Cafés, swimming and the boat

Back at lake level, St Gilgen is built for an unhurried afternoon. Terrace cafés line the promenade with views over the water, the summer lido gives easy access to one of the cleaner, warmer swimming lakes near Salzburg, and the boat landing sits right in the village. From June into early September the swim alone justifies the trip; bring swimwear and a towel and treat the lake as the main event.

The boat is what turns St Gilgen from a stop into a loop. The Wolfgangsee Schifffahrt runs the length of the lake to St Wolfgang, so you can arrive by bus, ride the cable car or swim, then board for the long, scenic crossing to the pilgrimage village and the Schafberg railway — riding back, or busing back, to close the circle. Build the day around the boat's seasonal departures and you get the best of the whole lake from a single, easy western base.

  • Terrace cafés along the lake promenade for a slow afternoon.
  • Summer lido swimming June–early September — bring swimwear.
  • The Wolfgangsee boat links St Gilgen to St Wolfgang and the Schafberg.
  • Use the boat to build a loop rather than an out-and-back.

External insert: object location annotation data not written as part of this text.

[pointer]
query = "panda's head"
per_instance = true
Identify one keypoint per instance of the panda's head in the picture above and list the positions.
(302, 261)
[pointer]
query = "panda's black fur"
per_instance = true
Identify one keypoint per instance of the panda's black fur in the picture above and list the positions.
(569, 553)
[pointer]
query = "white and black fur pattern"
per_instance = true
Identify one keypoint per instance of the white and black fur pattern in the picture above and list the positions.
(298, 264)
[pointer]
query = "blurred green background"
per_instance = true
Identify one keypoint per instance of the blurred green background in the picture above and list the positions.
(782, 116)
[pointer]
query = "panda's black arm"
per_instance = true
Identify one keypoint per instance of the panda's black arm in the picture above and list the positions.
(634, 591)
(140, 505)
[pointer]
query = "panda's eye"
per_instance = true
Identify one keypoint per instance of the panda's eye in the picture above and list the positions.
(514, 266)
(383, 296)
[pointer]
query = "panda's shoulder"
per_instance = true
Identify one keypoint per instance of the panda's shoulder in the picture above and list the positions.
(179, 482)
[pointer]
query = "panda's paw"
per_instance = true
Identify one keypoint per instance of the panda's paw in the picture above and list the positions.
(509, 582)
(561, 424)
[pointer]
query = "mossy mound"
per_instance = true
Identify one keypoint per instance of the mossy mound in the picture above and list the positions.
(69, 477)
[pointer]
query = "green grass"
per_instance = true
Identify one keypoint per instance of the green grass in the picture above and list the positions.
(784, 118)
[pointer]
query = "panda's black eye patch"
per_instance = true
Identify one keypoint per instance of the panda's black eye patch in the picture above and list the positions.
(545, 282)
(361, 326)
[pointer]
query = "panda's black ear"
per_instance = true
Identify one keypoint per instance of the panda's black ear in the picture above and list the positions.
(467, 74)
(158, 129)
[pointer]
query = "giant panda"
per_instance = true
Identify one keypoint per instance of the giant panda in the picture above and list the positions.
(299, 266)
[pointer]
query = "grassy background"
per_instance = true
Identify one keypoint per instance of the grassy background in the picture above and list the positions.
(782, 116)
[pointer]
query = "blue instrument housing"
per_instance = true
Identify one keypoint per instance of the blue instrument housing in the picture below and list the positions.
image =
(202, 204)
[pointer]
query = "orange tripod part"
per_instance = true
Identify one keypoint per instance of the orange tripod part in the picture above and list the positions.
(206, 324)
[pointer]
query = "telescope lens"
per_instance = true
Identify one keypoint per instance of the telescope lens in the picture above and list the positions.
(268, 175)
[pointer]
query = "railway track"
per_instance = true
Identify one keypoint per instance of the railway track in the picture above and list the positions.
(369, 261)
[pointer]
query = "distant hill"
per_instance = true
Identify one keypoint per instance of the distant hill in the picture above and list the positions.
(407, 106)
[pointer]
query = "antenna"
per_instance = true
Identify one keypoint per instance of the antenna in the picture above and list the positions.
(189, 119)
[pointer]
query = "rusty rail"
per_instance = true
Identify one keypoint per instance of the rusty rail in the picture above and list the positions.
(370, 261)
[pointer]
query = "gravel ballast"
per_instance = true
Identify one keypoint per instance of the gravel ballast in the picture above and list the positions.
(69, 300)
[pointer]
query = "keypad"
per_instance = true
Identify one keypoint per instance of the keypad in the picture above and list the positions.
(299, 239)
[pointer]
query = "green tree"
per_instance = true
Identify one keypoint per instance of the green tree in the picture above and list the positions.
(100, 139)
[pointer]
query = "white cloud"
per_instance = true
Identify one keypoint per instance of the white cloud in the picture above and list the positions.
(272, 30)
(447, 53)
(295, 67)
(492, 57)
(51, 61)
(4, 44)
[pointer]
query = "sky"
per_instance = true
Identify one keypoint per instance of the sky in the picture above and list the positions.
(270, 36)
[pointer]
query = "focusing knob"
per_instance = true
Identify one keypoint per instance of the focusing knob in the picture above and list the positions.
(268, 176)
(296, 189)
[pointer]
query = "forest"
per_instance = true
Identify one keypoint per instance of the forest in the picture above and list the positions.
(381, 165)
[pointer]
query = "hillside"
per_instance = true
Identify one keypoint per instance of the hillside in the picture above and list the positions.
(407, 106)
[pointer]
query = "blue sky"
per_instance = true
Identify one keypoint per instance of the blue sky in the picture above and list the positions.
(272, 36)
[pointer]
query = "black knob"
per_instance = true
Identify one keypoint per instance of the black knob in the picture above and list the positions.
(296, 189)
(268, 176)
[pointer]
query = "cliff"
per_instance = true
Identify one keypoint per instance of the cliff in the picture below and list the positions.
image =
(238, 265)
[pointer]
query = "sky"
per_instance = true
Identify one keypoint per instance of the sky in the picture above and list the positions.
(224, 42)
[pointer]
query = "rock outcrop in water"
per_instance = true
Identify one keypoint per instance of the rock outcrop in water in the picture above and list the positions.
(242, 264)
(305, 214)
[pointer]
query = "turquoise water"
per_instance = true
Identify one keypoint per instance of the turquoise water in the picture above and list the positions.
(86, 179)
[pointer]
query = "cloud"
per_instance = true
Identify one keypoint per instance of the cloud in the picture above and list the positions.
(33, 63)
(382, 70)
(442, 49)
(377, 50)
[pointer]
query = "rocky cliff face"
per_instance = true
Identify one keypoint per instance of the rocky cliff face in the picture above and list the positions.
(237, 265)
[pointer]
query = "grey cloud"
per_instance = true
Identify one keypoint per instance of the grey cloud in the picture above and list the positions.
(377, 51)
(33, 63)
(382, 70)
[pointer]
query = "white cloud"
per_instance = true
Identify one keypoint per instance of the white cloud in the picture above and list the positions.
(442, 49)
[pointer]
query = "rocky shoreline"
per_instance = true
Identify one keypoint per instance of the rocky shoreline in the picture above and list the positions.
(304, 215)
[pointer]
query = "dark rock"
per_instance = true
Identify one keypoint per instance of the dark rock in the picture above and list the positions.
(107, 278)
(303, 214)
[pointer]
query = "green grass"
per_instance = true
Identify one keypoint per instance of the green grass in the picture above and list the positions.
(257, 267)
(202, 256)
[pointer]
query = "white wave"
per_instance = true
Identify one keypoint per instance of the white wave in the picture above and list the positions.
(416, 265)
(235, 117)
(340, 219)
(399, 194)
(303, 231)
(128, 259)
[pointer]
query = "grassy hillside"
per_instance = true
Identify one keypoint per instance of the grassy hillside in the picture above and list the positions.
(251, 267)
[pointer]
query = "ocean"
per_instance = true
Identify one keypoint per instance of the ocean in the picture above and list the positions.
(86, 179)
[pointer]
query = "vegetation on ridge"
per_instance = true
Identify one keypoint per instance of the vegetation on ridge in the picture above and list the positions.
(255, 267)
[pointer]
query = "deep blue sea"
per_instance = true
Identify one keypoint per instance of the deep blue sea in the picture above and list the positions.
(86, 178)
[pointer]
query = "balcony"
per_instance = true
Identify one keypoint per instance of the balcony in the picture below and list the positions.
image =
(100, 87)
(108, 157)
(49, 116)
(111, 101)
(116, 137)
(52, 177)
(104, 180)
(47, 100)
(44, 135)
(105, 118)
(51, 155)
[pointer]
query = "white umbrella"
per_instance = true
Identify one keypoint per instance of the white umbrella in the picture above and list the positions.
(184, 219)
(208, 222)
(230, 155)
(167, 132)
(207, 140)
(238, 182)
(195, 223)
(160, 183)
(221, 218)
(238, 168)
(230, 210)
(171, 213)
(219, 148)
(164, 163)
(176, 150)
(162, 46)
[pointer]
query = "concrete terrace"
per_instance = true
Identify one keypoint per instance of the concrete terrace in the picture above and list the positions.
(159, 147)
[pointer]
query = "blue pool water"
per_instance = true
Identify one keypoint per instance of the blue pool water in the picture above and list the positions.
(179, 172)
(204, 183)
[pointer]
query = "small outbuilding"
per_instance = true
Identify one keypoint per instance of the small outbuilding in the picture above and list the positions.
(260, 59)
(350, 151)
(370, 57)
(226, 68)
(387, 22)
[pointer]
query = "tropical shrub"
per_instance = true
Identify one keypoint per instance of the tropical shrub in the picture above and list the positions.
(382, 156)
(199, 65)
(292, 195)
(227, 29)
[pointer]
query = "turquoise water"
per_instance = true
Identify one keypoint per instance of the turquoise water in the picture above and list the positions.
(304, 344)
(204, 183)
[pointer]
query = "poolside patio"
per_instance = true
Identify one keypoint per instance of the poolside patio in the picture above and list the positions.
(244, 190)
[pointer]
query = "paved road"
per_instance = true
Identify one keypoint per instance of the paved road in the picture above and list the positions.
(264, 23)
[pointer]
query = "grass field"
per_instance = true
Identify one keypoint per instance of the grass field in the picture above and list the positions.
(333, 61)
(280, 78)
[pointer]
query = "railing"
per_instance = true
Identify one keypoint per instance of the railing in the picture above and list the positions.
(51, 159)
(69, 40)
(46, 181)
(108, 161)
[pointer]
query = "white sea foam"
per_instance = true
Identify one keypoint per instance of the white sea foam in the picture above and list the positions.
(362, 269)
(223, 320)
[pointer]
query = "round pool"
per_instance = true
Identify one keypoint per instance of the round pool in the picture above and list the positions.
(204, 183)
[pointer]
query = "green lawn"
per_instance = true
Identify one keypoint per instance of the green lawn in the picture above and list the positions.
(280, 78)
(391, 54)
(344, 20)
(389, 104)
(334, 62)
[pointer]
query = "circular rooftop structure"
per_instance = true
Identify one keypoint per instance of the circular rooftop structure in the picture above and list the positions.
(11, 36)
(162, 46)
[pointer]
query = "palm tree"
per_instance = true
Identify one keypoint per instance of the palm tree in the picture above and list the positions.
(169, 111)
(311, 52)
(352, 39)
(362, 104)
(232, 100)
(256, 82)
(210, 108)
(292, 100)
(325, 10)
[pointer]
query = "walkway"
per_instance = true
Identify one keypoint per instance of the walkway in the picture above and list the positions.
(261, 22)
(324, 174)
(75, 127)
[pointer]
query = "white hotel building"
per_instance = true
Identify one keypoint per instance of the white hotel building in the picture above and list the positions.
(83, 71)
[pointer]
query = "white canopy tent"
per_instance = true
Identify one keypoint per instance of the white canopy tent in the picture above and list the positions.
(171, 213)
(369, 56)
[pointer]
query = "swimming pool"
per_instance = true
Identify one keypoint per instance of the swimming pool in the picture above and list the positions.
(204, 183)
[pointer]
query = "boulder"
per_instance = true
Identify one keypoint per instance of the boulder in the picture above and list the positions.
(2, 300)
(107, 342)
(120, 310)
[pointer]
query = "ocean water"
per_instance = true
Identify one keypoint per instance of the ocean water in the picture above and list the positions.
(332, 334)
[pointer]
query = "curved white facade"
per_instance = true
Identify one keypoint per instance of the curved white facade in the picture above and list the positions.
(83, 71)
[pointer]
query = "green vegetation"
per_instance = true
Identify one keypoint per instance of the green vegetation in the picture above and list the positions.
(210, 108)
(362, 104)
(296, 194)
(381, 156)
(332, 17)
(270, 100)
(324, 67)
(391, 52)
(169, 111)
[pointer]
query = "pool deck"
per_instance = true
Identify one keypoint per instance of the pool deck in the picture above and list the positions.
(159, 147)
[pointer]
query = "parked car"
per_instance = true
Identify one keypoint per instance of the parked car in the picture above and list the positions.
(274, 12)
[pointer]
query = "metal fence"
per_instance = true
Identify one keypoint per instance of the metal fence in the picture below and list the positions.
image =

At a glance: a St Gilgen day

A planning sketch, not a timetable. Bus, boat and cable-car schedules shift by season and run fuller in summer — confirm current times, fares and the cable car's operating status and weather before you go rather than trusting fixed figures.

  • Distance: the nearest Salzkammergut lake village to Salzburg — a short trip by road.
  • Getting there: scenic regional bus or drive; no direct train.
  • Don't miss: the Zwölferhorn cable car on a clear day and the lake swim in summer.
  • Mozart note: birthplace of the composer's mother and later home of his sister Nannerl.
  • Onward: the Wolfgangsee boat to St Wolfgang and the Schafberg railway.
  • Best for: families, swimmers and anyone wanting the lake without a long journey.
Guide notes· Last reviewed

We keep big-picture advice stable (routes, neighborhoods, pacing). For time-sensitive details like opening hours or ticket rules, double-check official sources close to your travel dates.